Bilgi toplumunun yeni üretim dinamikleri, toplumsal yaşamın geleneksel anlayışlarını, yerleşik kurumların yapı ve içeriklerini değiştirdiği gibi eğitim anlayışında da değişikliğe gitmişler medeniyet anlayışlarına göre de eğitime yeni bir tanımlama getirmişlerdir. Toplumlar ise medeniyet anlayışlarına göre öngördüğü bir insan tipi oluşturmaya çalışmışlardır.

Bu bağlamda batı toplumları ile doğu toplumları arasındaki insan yetiştirme modelleri farklılık göstermektedir. Aynı zamanda medeniyeti insan inşa etmektedir. Türk toplumunda ise medeniyetimiz büyük bir sarsıntı geçirdiği için insanımızda bu sarsıntıdan çok büyük oranda etkilenmiş, köklü bir geleneğe ve inanca sahip olan milletimiz gelişmiş toplumların gerisinde kalmıştır.

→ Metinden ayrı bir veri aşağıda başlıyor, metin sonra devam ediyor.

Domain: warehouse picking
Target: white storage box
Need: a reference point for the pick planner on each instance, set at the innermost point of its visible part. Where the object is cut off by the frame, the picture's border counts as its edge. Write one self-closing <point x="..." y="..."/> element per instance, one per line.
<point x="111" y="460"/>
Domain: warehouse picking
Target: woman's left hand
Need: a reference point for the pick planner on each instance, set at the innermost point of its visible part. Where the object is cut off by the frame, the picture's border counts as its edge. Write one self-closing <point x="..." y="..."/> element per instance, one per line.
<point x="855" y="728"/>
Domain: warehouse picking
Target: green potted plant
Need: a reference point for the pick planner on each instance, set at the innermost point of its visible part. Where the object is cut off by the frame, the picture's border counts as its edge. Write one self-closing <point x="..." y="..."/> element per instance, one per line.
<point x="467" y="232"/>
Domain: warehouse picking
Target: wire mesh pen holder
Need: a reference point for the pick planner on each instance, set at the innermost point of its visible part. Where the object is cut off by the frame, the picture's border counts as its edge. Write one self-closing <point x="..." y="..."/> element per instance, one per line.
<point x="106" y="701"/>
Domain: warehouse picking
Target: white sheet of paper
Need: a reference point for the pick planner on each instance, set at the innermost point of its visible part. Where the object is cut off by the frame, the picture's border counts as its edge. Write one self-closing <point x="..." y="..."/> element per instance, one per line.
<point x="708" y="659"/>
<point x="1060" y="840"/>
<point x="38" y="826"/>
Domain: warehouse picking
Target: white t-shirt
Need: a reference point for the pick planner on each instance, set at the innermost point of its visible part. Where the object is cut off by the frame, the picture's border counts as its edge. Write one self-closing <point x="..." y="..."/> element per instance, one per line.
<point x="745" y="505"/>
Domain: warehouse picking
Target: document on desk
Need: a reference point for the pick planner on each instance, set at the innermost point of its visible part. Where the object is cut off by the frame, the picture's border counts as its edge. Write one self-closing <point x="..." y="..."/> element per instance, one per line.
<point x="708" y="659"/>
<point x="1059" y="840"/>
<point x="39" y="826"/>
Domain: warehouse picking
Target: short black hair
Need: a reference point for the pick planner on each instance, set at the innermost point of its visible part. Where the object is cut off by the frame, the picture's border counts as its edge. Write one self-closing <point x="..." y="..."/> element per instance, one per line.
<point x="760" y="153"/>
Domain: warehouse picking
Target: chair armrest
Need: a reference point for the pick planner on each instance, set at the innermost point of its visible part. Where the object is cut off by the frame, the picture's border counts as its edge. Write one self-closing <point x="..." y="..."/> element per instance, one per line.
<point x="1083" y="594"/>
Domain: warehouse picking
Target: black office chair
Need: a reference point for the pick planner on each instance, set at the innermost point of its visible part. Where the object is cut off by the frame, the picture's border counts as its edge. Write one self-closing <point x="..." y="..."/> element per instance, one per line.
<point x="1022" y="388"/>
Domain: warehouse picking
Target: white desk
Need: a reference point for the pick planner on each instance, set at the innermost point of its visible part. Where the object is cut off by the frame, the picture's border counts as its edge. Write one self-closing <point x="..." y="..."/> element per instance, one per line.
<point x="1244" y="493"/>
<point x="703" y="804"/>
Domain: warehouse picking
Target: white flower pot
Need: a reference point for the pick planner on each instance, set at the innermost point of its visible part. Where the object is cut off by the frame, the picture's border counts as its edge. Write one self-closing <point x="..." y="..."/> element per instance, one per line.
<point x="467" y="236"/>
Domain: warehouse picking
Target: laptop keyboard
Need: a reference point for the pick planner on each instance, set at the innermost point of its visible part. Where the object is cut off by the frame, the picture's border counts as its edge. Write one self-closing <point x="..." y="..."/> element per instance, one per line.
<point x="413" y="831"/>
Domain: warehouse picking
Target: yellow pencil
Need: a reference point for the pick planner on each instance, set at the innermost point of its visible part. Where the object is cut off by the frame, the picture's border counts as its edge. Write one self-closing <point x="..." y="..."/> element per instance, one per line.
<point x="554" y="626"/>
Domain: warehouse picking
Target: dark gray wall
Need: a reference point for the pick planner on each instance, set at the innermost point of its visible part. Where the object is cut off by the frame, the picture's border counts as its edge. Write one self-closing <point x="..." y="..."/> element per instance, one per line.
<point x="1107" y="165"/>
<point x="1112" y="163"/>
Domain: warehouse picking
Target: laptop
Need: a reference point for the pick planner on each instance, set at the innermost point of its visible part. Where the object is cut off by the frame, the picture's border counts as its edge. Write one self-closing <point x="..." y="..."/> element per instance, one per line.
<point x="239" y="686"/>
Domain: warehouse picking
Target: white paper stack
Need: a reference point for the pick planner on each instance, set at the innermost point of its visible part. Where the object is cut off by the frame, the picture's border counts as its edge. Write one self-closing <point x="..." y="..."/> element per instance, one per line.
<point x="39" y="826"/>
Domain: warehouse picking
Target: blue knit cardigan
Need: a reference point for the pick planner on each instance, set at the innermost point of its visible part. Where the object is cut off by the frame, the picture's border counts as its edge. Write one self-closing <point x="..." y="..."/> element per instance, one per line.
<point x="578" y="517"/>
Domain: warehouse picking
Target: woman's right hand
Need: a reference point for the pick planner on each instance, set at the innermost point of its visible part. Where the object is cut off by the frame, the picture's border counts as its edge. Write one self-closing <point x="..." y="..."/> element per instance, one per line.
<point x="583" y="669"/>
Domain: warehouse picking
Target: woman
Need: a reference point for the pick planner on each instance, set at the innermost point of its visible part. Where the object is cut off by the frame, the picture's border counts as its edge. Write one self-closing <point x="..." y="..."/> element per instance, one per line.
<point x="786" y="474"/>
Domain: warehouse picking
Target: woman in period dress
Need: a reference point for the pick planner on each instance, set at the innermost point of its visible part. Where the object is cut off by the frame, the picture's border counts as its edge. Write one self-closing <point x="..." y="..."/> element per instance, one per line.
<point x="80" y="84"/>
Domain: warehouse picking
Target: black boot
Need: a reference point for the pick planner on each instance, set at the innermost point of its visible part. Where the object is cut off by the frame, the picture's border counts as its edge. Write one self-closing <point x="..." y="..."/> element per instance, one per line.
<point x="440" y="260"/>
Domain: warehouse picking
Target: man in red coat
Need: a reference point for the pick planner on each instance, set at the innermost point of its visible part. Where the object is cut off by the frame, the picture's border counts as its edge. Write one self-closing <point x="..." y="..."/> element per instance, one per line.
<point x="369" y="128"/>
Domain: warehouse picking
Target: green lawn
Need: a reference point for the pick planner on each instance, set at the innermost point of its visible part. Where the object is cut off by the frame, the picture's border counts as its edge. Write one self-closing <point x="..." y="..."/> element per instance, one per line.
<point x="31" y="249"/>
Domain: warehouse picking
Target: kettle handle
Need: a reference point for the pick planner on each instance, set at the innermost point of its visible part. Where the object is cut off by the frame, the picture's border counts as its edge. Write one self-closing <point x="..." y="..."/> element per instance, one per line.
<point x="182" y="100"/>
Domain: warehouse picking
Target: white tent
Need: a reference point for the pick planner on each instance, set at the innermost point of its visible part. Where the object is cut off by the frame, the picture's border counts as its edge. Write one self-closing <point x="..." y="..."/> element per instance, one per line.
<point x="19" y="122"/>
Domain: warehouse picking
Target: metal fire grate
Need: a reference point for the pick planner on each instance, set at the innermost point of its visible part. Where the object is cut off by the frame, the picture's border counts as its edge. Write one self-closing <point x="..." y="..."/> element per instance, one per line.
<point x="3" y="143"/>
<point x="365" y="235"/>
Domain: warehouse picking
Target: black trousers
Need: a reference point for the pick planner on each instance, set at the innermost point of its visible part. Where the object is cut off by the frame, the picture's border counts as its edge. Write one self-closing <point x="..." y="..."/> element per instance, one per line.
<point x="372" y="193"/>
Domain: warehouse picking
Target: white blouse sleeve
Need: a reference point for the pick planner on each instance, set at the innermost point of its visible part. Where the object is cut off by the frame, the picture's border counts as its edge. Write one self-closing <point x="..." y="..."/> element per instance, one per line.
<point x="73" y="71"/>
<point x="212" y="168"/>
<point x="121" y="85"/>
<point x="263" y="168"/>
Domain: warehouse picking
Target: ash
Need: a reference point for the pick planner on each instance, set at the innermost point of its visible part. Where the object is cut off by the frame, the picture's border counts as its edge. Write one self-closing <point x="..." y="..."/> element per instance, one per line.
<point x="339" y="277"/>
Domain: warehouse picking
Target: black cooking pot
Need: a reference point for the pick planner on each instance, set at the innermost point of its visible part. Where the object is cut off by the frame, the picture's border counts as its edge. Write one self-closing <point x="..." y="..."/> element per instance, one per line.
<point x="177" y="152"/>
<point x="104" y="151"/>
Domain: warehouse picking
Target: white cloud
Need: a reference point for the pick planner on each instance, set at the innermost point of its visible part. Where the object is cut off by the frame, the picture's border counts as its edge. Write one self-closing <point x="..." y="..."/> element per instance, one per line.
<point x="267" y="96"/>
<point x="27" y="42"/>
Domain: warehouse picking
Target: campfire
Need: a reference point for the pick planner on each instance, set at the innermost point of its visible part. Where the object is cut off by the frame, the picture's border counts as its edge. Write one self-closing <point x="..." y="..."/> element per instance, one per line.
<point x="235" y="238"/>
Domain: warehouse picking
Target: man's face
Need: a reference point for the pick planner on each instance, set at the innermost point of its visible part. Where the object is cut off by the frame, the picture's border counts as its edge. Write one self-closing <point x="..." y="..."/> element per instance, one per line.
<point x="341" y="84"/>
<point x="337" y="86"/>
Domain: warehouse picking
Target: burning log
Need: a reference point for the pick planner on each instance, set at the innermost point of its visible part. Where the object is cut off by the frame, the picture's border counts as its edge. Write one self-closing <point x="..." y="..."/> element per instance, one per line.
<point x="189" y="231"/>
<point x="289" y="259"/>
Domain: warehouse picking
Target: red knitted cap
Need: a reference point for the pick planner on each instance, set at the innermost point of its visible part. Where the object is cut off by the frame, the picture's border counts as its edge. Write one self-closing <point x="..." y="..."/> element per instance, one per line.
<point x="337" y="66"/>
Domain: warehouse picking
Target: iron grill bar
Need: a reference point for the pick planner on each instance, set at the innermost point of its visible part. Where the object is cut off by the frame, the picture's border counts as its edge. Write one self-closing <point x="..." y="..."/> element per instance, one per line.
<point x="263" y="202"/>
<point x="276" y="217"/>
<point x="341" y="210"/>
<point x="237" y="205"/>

Bunun çözümü olarak da yıllarca eğitim sistemimiz batı tarafında ortaya konan eğitim anlayışlarını bizde uygulamaya çalışmış dolayısıyla taklitte boğulmuş ve özgünlüğümüzü kaybetmiştir. O zaman insanın aklına şu soru gelmektedir. Biz hem kendi özgünlüğümüzü ortaya koyalım, hem de dünya ile rekabet ederek çocuklarımızı mutlu edelim. Peki biz bunu nasıl yapacağız? Metodumuz nasıl olacak? diye düşündüğümüzde çağın eğitim anlayışına yeniden bakmamız gerekiyor.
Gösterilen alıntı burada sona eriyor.